Gus last played online back on the 31st of May, and during his sabbatical from the online felt, most of us thought he would be trying to recover some of his losses. The consensus amongst my poker friends was that Gus was playing live cash games, or was playing Open Face Chinese Poker for high stakes. Another theory was that he had headed back to the Backgammon boards to try and refill his rapidly emptying bankroll coffers.
The reality however seems to have been rather different, and if I’m honest, I’m happy that Gus has been able to decompress after his frankly horrible results since Full Tilt re-launched in November 2013. I will admit, my articles on Gus have been less than complimentary after analysing his play, and the pressure from the poker media on the Full Tilt Professional must have been building for a long time. It must have been oppressive situation, with Gus’s every move being questioned and critiqued, both by professionals like myself, and the sea of internet “heroes” posting on forums and social media. Very few people could have handled an onslaught of negativity on this scale without effects, and I don’t think Gus has been one of this small demographic. His outburst against High Stakes regular “SallyWoo,” claiming that the German was using illegal software in order to beat him was a significant pointer to this. This claim was never really considered true by most of us in the industry, Occam’s Razor would point us in the direction of Gus just having been outplayed by one of the best in the business. A subsequent Full Tilt Poker investigation has also concluded that this is indeed the case.

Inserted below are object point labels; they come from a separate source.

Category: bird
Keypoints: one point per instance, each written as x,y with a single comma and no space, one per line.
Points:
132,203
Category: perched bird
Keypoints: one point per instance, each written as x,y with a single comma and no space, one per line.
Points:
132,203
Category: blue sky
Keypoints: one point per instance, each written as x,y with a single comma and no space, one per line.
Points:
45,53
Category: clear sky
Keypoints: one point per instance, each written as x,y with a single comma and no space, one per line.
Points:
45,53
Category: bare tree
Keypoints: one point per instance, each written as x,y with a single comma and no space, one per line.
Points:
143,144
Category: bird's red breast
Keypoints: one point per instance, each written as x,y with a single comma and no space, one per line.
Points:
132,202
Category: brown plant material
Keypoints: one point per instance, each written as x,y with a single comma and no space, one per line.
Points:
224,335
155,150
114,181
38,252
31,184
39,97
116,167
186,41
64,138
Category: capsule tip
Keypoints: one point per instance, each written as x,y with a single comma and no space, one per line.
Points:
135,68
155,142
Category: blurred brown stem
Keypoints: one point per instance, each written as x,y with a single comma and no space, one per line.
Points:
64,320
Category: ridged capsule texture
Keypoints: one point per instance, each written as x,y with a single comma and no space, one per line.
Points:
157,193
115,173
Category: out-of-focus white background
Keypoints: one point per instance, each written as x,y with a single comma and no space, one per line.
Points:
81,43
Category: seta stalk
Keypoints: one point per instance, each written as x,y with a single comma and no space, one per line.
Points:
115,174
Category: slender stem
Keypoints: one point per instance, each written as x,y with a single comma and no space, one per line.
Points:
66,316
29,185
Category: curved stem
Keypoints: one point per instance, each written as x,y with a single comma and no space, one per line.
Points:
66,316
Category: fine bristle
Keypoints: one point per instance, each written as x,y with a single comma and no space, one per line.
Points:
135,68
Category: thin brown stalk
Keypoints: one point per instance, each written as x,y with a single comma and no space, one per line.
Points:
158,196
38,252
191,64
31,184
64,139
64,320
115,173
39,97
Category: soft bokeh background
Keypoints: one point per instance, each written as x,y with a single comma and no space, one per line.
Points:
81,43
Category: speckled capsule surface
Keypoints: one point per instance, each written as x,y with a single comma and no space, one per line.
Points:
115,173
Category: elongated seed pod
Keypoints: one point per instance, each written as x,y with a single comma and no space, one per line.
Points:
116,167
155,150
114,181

I’m hoping that a few weeks of hedonistic pleasure by a Las Vegas pool has helped Gus Hansen shed some of the pressures he has been under since re-signing as a Full Tilt Professional, because it’s been very obvious to those of us following his action that both his game, and his attitude have been negatively affected by it.
A Gus Hansen that is motivated and dedicated to playing Grade A poker could be a scary beast to unleash on the poker community. The games may have moved on since his purple patch back in the mid 2000’s, but Gus is not a stupid man, and if he decides to improve his game I don’t think he will stop until he is again one of the best.